Usually, External Indebtedness refers to debt denominated in a foreign currency (or, occasionally, debt held by non-residents, which is more likely to be denominated in a foreign currency). The logic is that, if the debtor runs out of foreign currency, it may want to favour some creditors over others. The equal treatment clause is designed to prevent this.
Since External Indebtedness typically refers to foreign-currency debt, a Reader of Faith might have skipped over the Definitions section of Suriname’s 2026 bond. That may have been a mistake. Here is how the section defines External Indebtedness:
“Indebtedness” is “actual or contingent payment obligations for borrowed money . . .”
“External” is “any Indebtedness issued and placed outside of the territory of the Republic . . .”
When is debt “issued and placed” outside the Republic? The term “issued and placed” (and where is the Definitions-section detail when you need it?) sounds like it was designed for multi-creditor instruments such as bonds and syndicated loans. But Suriname has other types of creditors as well. Let’s assume (hypothetically) that Suriname wants to resolve claims by holders of dollar bonds and by China Ex-Im, which also lent in dollars. And let us further assume the Ex-Im loan was finalised and signed in Suriname. Would it violate the equal treatment promise for Suriname to defer payments to Ex-Im by two years, while sticking the holders of the dollar bonds with a 30-per-cent haircut? Seemingly not.
What if Suriname were to pledge its gold reserves as collateral for the Ex-Im loan? Normally, this type of agreement would violate a bond contract’s Negative Pledge clause, which forbids the creation of new secured debt unless the debtor grants a similar security interest to existing creditors. But Suriname’s Negative Pledge clause limits the creation of security interests only when granted to secure “Public External Indebtedness”, which may not (hypothetically) include the Ex-Im Bank loan. Oops.
Turning elsewhere, Ghana, as of this writing, is trying to navigate between domestic and foreign bondholders. Initially, rumour had it that domestic holders would get off scot-free due to a combination of politics and fear that restructuring domestic debt would tank the economy. Now, it looks like domestic holders will suffer some substantial haircut, with certain groups (eg pensioners) getting better treatment. The remaining relief will come from foreign creditors.
Except that Ghana’s equal treatment clause reads:
The Notes . . . will rank pari passu . . . with all other present and future unsecured and unsubordinated obligations of the Issuer.
This clause, found in the 2021 Medium Term Note Program documents for foreign bonds, does not limit the equal treatment promise to External Indebtedness. The clause quite plainly seems to require Ghana to treat foreign bonds equally with all other unsecured debt.

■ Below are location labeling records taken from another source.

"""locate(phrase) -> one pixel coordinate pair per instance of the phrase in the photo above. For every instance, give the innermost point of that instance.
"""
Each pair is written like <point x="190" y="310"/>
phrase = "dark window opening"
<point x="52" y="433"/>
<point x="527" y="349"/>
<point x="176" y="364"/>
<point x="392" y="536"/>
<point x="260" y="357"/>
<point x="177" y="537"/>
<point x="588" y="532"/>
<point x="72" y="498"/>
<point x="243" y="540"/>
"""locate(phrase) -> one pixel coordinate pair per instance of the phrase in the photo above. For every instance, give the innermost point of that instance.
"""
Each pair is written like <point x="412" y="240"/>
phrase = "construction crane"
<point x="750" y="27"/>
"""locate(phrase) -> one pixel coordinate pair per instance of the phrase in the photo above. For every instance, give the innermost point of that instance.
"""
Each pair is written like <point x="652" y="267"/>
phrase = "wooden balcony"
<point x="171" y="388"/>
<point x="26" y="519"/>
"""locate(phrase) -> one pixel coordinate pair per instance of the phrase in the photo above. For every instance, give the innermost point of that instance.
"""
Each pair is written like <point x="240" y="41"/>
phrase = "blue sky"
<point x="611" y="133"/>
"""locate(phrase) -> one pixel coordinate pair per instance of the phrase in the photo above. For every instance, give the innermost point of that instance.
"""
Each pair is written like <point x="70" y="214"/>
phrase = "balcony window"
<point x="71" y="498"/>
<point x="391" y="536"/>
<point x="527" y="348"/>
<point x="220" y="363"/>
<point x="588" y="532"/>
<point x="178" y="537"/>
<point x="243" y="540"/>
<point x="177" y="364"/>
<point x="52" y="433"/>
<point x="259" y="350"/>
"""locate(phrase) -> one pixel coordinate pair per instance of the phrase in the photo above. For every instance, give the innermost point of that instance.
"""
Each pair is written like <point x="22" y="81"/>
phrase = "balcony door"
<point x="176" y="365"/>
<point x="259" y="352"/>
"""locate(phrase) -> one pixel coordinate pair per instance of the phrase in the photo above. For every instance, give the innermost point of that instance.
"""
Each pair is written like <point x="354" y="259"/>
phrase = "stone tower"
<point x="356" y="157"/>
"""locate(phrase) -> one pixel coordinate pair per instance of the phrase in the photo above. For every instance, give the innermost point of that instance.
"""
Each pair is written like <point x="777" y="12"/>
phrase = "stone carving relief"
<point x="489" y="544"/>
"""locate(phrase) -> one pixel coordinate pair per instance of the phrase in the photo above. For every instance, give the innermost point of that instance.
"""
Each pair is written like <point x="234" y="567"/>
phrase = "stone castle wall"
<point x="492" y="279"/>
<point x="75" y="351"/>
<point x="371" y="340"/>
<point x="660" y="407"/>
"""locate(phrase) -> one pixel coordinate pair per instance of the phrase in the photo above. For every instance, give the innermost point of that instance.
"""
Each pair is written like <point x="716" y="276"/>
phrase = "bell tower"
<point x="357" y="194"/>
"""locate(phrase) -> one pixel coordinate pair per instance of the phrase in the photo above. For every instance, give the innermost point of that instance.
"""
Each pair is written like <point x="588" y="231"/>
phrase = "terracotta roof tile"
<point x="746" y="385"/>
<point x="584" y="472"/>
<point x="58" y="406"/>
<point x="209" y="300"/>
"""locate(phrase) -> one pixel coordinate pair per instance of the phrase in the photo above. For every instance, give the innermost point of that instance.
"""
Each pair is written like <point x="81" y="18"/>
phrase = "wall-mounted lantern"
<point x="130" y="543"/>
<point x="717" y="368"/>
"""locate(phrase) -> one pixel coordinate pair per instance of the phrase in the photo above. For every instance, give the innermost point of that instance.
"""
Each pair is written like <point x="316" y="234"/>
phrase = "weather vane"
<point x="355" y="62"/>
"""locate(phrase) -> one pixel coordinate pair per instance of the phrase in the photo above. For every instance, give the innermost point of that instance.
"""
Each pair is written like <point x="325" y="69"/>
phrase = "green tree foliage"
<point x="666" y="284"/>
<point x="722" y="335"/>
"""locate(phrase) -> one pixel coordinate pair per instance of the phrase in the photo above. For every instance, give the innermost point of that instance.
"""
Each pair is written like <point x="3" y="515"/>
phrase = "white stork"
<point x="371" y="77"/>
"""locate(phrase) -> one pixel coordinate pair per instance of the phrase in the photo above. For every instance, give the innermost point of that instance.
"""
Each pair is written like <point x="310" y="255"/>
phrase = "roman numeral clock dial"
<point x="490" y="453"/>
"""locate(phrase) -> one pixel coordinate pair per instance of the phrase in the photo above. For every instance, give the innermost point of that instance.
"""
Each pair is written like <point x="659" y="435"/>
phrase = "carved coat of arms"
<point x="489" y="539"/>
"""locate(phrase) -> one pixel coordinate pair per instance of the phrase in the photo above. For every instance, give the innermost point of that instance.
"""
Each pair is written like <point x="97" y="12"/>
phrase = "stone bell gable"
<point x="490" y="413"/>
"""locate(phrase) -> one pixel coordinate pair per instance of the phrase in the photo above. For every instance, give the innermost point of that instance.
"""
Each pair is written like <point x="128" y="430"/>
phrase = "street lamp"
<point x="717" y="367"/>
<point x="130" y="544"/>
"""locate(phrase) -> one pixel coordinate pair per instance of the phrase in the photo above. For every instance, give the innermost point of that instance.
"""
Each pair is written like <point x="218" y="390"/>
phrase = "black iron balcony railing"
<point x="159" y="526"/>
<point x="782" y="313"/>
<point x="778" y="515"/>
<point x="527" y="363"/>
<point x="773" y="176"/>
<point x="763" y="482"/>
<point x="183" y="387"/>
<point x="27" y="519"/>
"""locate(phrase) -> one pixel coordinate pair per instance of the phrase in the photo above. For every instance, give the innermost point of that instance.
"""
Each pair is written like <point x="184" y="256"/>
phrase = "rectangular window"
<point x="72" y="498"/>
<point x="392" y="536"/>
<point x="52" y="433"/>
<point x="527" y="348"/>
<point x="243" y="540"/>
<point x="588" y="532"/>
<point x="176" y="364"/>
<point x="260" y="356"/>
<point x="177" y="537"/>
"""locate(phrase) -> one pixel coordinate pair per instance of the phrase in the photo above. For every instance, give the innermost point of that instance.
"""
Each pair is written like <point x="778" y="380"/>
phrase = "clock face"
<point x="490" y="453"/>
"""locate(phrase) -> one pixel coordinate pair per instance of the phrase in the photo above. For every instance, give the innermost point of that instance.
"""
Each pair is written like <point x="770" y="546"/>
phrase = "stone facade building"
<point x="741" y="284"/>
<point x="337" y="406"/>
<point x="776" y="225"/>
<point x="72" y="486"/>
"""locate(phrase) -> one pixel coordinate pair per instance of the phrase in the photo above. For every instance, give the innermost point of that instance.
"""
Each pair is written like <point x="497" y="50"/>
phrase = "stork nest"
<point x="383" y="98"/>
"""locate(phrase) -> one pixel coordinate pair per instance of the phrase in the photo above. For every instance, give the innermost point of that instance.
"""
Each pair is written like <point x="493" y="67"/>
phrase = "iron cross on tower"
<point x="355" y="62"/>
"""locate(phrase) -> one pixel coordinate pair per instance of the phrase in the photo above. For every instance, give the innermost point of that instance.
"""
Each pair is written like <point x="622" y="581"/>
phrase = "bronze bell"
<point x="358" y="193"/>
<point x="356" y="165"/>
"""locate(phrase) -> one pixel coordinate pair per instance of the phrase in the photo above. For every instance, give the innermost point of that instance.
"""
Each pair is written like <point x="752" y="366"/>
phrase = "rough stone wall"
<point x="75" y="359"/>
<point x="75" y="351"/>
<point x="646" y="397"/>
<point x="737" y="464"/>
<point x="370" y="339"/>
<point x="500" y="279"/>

Does this mean that treating domestic holders differently would violate the equal treatment promise? If so, could some angry (or sharp) foreign holder seek an injunction and threaten to bring down the entire restructuring plan? Such a tactic might have long odds of success, since Ghana’s bond contracts include language designed to protect the country from this tactic. But that language has not been tested in court.
Long story short: the broad equal-treatment provision complicates any attempt to distinguish between domestic and foreign creditors, and grants additional strategic options to holders of foreign bonds.
Did Suriname’s dollar bondholders know, in 2016, that they were agreeing to an equal treatment clause that might not cover some of Suriname’s (significant) bilateral borrowing? Did Ghana’s foreign bondholders know about the expansive scope of the country’s equal treatment promise? We can’t say. What seems clear is that readers who assume that sovereign bonds have standardised Definitions sections may learn that their faith was misplaced.